Data Loading Pipeline#

The toolkit ships a data loading pipeline designed for GPU-accelerated atomistic workloads. It is built from four composable pieces: a Reader that pulls raw tensors from storage, a Dataset that validates them into nvalchemi.data.AtomicData objects, a DataLoader that batches them into nvalchemi.data.Batch objects, and an optional Sampler that controls batching strategy. Each layer adds exactly one concern, and you can swap any of them independently.

Note

The datapipes abstraction is shared with physicsnemo: there are some specializations in nvalchemi for CSR-type data, but in the near-term we will merge implementations.

Tip

AI coding assistant? Load the nvalchemi-data-storage agent skill for concise instructions on writing, reading, and loading atomic data through the Zarr-backed storage pipeline.

Reader: raw tensor I/O#

A Reader is the simplest abstraction in the pipeline. It knows how to load a single sample from storage and return it as a plain dict[str, torch.Tensor] — no validation, no device transfers, no threading. Readers are intentionally minimal so that adding a new storage backend only requires implementing two methods:

_load_sample(index) -> dict[str, torch.Tensor]: Reads one sample into CPU tensors.
__len__() -> int: Returns the total number of available samples.

The built-in reader is AtomicDataZarrReader, which reads from the structured Zarr stores produced by the toolkit’s AtomicDataZarrWriter. The Zarr layout uses separate groups for core fields, metadata, and custom attributes, and supports soft-deletes via a validity mask.

Tip

The writer supports per-group compression and chunking via ZarrWriteConfig. See the Zarr Compression Tuning Guide for codec recommendations and storage estimates.

If your data lives in a different format (HDF5, LMDB, a collection of files), you can subclass Reader and implement _load_sample and __len__. Everything downstream — Dataset, DataLoader, Sampler — will work without changes.

Dataset: validation and prefetching#

Dataset wraps a Reader and adds two responsibilities:

Validation: Raw dictionaries are validated into nvalchemi.data.AtomicData objects, catching schema issues early.
Async prefetching: A background ThreadPoolExecutor loads and transfers samples to the target device ahead of time, so the GPU is never starved.

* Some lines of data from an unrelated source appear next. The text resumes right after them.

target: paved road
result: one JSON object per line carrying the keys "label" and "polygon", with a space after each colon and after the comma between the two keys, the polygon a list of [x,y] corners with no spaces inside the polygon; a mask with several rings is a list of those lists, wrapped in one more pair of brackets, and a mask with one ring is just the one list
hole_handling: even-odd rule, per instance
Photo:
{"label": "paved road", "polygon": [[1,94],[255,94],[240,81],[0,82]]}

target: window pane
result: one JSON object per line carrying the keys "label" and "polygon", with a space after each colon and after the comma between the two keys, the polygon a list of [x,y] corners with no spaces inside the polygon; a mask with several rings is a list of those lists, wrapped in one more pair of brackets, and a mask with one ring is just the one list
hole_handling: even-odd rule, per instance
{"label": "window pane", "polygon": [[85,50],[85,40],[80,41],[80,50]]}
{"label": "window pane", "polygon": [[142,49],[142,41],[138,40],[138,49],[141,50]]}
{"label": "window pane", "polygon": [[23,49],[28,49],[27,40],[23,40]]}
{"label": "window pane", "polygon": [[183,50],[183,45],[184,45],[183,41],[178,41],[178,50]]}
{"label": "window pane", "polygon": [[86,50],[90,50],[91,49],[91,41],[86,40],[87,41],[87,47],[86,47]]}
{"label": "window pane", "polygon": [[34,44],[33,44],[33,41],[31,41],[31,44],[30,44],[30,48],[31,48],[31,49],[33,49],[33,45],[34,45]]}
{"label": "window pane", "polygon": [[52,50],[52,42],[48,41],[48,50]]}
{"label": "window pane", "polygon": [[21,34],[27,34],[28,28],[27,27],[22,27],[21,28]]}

from nvalchemi.data.datapipes.dataset import Dataset
from nvalchemi.data.datapipes.backends.zarr import AtomicDataZarrReader

reader = AtomicDataZarrReader("/path/to/store.zarr")
dataset = Dataset(reader=reader, device="cuda:0", num_workers=4)

# Fetch a single sample (AtomicData on GPU)
data, metadata = dataset[0]

CUDA stream prefetching#

When called by a DataLoader, the Dataset uses prefetch() to overlap host-to-device data transfers with compute. The DataLoader issues prefetch calls on non-default CUDA streams; the Dataset records the transfer and synchronises the stream before returning the data. This means the next batch is already on the GPU while the model is processing the current one.

Lightweight metadata access#

Samplers often need to know sample sizes (how many atoms? how many edges?) before deciding which samples to group into a batch. get_metadata() returns (num_atoms, num_edges) for a given index without constructing the full AtomicData, keeping the overhead low.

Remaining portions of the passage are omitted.